Milicevic Ognjen, Repac Jelena, Bozic Bojan, Djordjevic Magdalena, Djordjevic Marko
School of Medicine, University of Belgrade, Belgrade, Serbia.
Multidisciplinary Ph.D. Program in Biophysics, University of Belgrade, Belgrade, Serbia.
Front Microbiol. 2019 Sep 4;10:2054. doi: 10.3389/fmicb.2019.02054. eCollection 2019.

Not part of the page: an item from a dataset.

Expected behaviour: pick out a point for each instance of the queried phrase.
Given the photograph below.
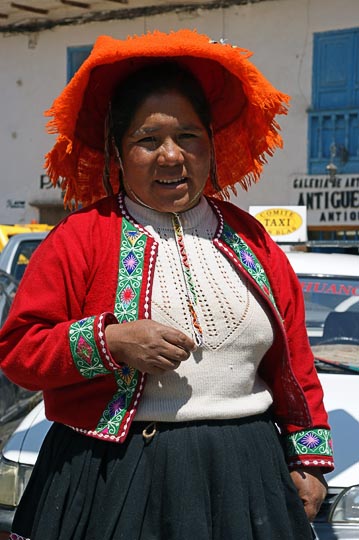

Inferring transcriptional direction (orientation) of the CRISPR array is essential for many applications, including systematically investigating non-canonical CRISPR/Cas functions. The standard method, CRISPRDirection (embedded within CRISPRCasFinder), fails to predict the orientation (ND predictions) for ∼37% of the classified CRISPR arrays (>2200 loci); this goes up to >70% for the II-B subtype where non-canonical functions were first experimentally discovered. Alternatively, Potential Orientation (also embedded within CRISPRCasFinder), has a much smaller frequency of ND predictions but might have significantly lower accuracy. We propose a novel simple criterion, where the CRISPR array direction is assigned according to the direction of its associated genes (Cas Orientation). We systematically assess the performance of the three methods (Cas Orientation, CRISPRDirection, and Potential Orientation) across all CRISPR/Cas subtypes, by a mutual crosscheck of their predictions, and by comparing them to the experimental dataset. Interestingly, CRISPRDirection agrees much better with Cas Orientation than with Potential Orientation, despite CRISPRDirection and Potential Orientation being mutually related - Potential Orientation corresponding to one of six (heterogeneous) predictors employed by CRISPRDirection - and being unrelated to Cas Orientation. We find that Cas Orientation has much higher accuracy compared to Potential Orientation and comparable accuracy to CRISPRDirection - while accurately assigning an orientation to ∼95% of the CRISPR arrays that are non-determined by CRISPRDirection. Cas Orientation is, at the same time, simple to employ, requiring only (routine for prokaryotes) the prediction of the associated protein coding gene direction.
推断CRISPR阵列的转录方向(取向)对于许多应用至关重要,包括系统地研究非经典CRISPR/Cas功能。标准方法CRISPRDirection(嵌入在CRISPRCasFinder中)无法预测约37%的已分类CRISPR阵列(>2200个位点)的取向(无方向预测);对于首次通过实验发现非经典功能的II-B亚型,这一比例高达>70%。或者,潜在取向(也嵌入在CRISPRCasFinder中)无方向预测的频率要小得多,但准确性可能显著较低。我们提出了一种新颖的简单标准,即根据其相关基因的方向来指定CRISPR阵列的方向(Cas取向)。我们通过对三种方法(Cas取向、CRISPRDirection和潜在取向)的预测进行相互交叉核对,并将它们与实验数据集进行比较,系统地评估了这三种方法在所有CRISPR/Cas亚型中的性能。有趣的是,尽管CRISPRDirection和潜在取向相互关联(潜在取向对应于CRISPRDirection使用的六个(异质)预测因子之一)且与Cas取向无关,但CRISPRDirection与Cas取向的一致性比与潜在取向的一致性要好得多。我们发现,与潜在取向相比,Cas取向具有更高的准确性,与CRISPRDirection的准确性相当,同时能准确地为约95%的CRISPRDirection无法确定取向的CRISPR阵列确定取向。与此同时,Cas取向易于使用,只需要(原核生物的常规操作)预测相关蛋白质编码基因的方向。